誰でも失敗した経験はたくさんあるでしょう。齢を重ねてくると、それら失敗経験の多くにみられる共通点のようなものに、気づくようになると思います。
 
恥ずかしながら告白しますが、私の場合は「時間プレッシャー」です。それは、締め切り時間を守れないという意味ではなく、約束した時間(勝手に自分で決めたもの含め)を守ることに必要以上に敏感になり、予期せぬ理由でそれが危うくなるとそれをプレッシャーと感じてしまい、その結果失敗を引き起こすという現象です。
 
考えてみれば、小学生時代から夏休みの宿題は、まず初日に作業計画を立てることから始める傾向がありました。それを、きちんと守っていくことに喜びを感じるような変な子供だったのかもしれません。
 
ただ、それは決して計画的な人間だということではありません。結構、行き当たりばったりでここまで来ました。そういう、人生に関わるような長い時間軸には、どちらかというと鈍感です。もっと短期の時間。
 
例えば、映画でも公演でも、遅れて入るのは嫌いです。かといって、30分前に入っているというような周到さも持ちません。きっと、5分前くらいに滑り込むのが、何となくいいと思っているようです。一緒に出掛ける妻が、準備に手間取っていると、イライラしたものです。
 
少しの遅れなど大したことないと頭では理解しているのですが、時間に遅れるということがなぜか嫌いで、それが危うくなると頭がカッカしてくるようです。そうして、失敗する。

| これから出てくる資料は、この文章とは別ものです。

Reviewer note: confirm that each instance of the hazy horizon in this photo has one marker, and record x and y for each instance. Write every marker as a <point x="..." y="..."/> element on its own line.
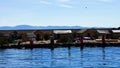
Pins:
<point x="85" y="13"/>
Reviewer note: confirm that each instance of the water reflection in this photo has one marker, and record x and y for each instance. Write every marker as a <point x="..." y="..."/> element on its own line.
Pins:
<point x="87" y="57"/>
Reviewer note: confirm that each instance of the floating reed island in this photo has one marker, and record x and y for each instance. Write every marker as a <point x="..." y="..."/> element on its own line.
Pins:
<point x="59" y="38"/>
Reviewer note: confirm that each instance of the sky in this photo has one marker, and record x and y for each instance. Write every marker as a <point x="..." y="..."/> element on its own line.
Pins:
<point x="87" y="13"/>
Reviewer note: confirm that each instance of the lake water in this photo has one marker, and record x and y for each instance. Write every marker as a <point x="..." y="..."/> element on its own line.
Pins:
<point x="96" y="57"/>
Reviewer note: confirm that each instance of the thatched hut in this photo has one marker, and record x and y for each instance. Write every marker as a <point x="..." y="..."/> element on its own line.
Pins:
<point x="116" y="34"/>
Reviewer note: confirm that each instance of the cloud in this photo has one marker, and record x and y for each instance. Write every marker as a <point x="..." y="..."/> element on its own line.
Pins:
<point x="106" y="0"/>
<point x="45" y="2"/>
<point x="66" y="6"/>
<point x="64" y="0"/>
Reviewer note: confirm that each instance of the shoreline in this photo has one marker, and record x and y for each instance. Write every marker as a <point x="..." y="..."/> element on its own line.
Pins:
<point x="62" y="45"/>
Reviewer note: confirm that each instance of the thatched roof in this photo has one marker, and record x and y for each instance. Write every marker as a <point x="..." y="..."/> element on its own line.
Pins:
<point x="62" y="31"/>
<point x="103" y="31"/>
<point x="82" y="31"/>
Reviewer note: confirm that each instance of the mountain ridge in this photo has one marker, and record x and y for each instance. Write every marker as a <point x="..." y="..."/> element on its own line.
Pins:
<point x="28" y="27"/>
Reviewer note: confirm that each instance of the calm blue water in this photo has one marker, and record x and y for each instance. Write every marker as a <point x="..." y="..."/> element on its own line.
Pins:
<point x="61" y="58"/>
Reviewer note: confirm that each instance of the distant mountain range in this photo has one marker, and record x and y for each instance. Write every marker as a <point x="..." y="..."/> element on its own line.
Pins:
<point x="28" y="27"/>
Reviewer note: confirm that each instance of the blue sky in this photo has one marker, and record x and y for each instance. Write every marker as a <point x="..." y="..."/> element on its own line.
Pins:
<point x="88" y="13"/>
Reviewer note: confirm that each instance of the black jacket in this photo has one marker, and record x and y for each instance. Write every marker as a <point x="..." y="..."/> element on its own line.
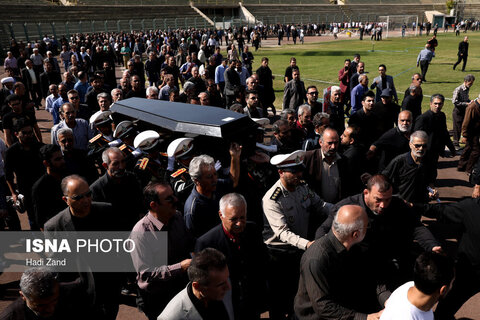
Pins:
<point x="246" y="261"/>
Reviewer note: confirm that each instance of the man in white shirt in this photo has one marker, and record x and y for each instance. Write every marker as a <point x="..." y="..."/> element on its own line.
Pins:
<point x="53" y="90"/>
<point x="414" y="300"/>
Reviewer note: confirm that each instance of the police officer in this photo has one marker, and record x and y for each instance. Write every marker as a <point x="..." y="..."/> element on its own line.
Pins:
<point x="102" y="123"/>
<point x="288" y="206"/>
<point x="180" y="152"/>
<point x="150" y="167"/>
<point x="124" y="136"/>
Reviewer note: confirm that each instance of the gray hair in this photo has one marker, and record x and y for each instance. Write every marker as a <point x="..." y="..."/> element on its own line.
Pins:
<point x="67" y="179"/>
<point x="39" y="283"/>
<point x="335" y="88"/>
<point x="107" y="152"/>
<point x="115" y="90"/>
<point x="326" y="130"/>
<point x="361" y="77"/>
<point x="150" y="89"/>
<point x="197" y="163"/>
<point x="232" y="200"/>
<point x="103" y="95"/>
<point x="343" y="230"/>
<point x="303" y="108"/>
<point x="64" y="131"/>
<point x="469" y="77"/>
<point x="286" y="112"/>
<point x="419" y="134"/>
<point x="317" y="119"/>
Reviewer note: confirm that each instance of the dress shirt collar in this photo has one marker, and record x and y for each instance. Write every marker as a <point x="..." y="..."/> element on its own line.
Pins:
<point x="157" y="223"/>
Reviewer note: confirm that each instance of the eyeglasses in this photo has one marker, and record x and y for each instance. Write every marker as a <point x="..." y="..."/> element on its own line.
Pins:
<point x="77" y="197"/>
<point x="418" y="146"/>
<point x="170" y="199"/>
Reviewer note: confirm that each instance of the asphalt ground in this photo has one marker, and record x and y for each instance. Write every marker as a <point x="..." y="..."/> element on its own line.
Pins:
<point x="452" y="185"/>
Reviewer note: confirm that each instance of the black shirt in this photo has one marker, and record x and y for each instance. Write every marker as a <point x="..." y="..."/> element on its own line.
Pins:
<point x="391" y="144"/>
<point x="330" y="283"/>
<point x="215" y="310"/>
<point x="410" y="180"/>
<point x="47" y="198"/>
<point x="288" y="73"/>
<point x="26" y="164"/>
<point x="369" y="125"/>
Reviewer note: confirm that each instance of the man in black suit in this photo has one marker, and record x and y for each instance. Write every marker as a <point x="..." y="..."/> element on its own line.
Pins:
<point x="232" y="81"/>
<point x="31" y="79"/>
<point x="84" y="215"/>
<point x="246" y="254"/>
<point x="50" y="76"/>
<point x="120" y="188"/>
<point x="434" y="123"/>
<point x="46" y="192"/>
<point x="462" y="53"/>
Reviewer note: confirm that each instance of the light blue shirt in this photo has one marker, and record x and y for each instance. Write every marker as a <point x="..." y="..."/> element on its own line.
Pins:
<point x="56" y="109"/>
<point x="82" y="89"/>
<point x="81" y="132"/>
<point x="425" y="54"/>
<point x="219" y="74"/>
<point x="357" y="97"/>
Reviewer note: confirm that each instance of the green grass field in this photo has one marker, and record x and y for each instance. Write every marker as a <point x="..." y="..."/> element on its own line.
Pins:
<point x="320" y="63"/>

車を運転して公演に向かう際に遅れそうになり、焦って一旦停止を怠り警察に捕まったり、約束の時間を間違えて遅れてしまったことに気づき、その対応で失敗し後悔したり。
 
「間に合わないかも」というプレッシャーを感じると頭に血が上り、余裕がなくなり思考力が減退しそれが失敗を引き起こす、そういうパターンが何度もありました。
 
これは、予期せずそういう状態に陥ると起こる現象のようで、学校での試験のように最初から時間が決まっているような状況であれば、終了時間が迫ってきても、さほどのプレッシャーは感じなかったように思います。たとえ時間切れであったとしても、それは自分の能力不足だから仕方ないことと自覚していたからかもしれません。
 
最近、こうした現象を、「メンタライゼーション」という概念で説明できることを知りました。
 
メンタライゼーションとは、
①  自分や他者のこころの状態に思いを馳せること、及び
②  自分や他者の取る行動を、その人のこころの状態と関連づけて考えることです。
 
そんなこと普通にできるよと思うかもしれませんが、人はある程度以上の強さの感情にさらされると、他者や自分をメンタライズ、すなわち人のこころに思いを馳せることができなくなるのです。そして、その原因の一つは覚醒にあります。
 
縦軸にメンタライジング能力、横軸に覚醒水準のグラフをイメージしてください。このグラフに、上に凸(山型)の線を引いてください。
 
「覚醒」とは、外界もしくは内界からの何らかの刺激を受けて脳の活動が活性化している状態です。横軸の左側は覚醒水準が低い状態です。寝ぼけているときとか、酔っぱらっているときがその典型。そんなときに、メンタライジング能力が低いのはよく理解できます。
 
そして、覚醒水準が徐々に高まるとメンタライジング能力は向上するものの、覚醒水準がある閾値を超えると、逆に能力が低下していきます。「過覚醒」と言われる状態です。非常に強い刺激が入力された結果、脳の興奮の度合いが通常の範囲を超えてしまって、こういう時メンタライジング能力は再び低下します。
 
これは生物が危機に直面した際の、自己防衛本能に由来するようです。敵を発見した瞬間(過覚醒)、考えるスイッチを遮断し、即座に戦うか逃げるかを判断し行動を取ります(「闘争-逃走反応」)。メンタライズしている場合ではないのです。
 
私の場合は、どうやら予期せぬ「時間プレッシャー」を危機と感じやすいようで、そうなると過覚醒し、メンタライジング能力が低下しつい思慮浅い行動に走ってしまう。冷静に考えれば「危機」ではないのに。(猛獣に襲われることがない現代において、何を危機と捉えるかは人それぞれなのでしょう。ちなみに私の場合、時間以外のプレッシャーにはあまり反応せず、かえって鈍感なくらいです)
 
上述のグラフを見て、深く納得しました。いまさら、こうした特性に逆らうことは難しいでしょうが、予期せぬ時間プレッシャーなどで過覚醒に陥りそうになった時に、メンタライジング能力が低下しているのでは、と疑うことくらいはできそうな気がします。
 
さらに、もう一つ、メンタラーゼーションからの興味深い示唆があります。それは、
「近しい人が関わると、メンタライジング能力は低下する」
というものです。これは家族関係などを考える際に有用です。近しい相手には多くを言わずとも、自分のことをわかってくれるだろうと、無自覚に期待してしまうからなのでしょう。会社内での人間関係でもあるかもしれません。
 
人はある状態に陥れば、誰もがメンタライジング能力を低下させてしまいます。自分自身がそうなってしまう可能性を自覚すると同時に、他者もそうなりえることも意識しておきたいと思います。そうすることで、少し生きやすくなるに違いありません。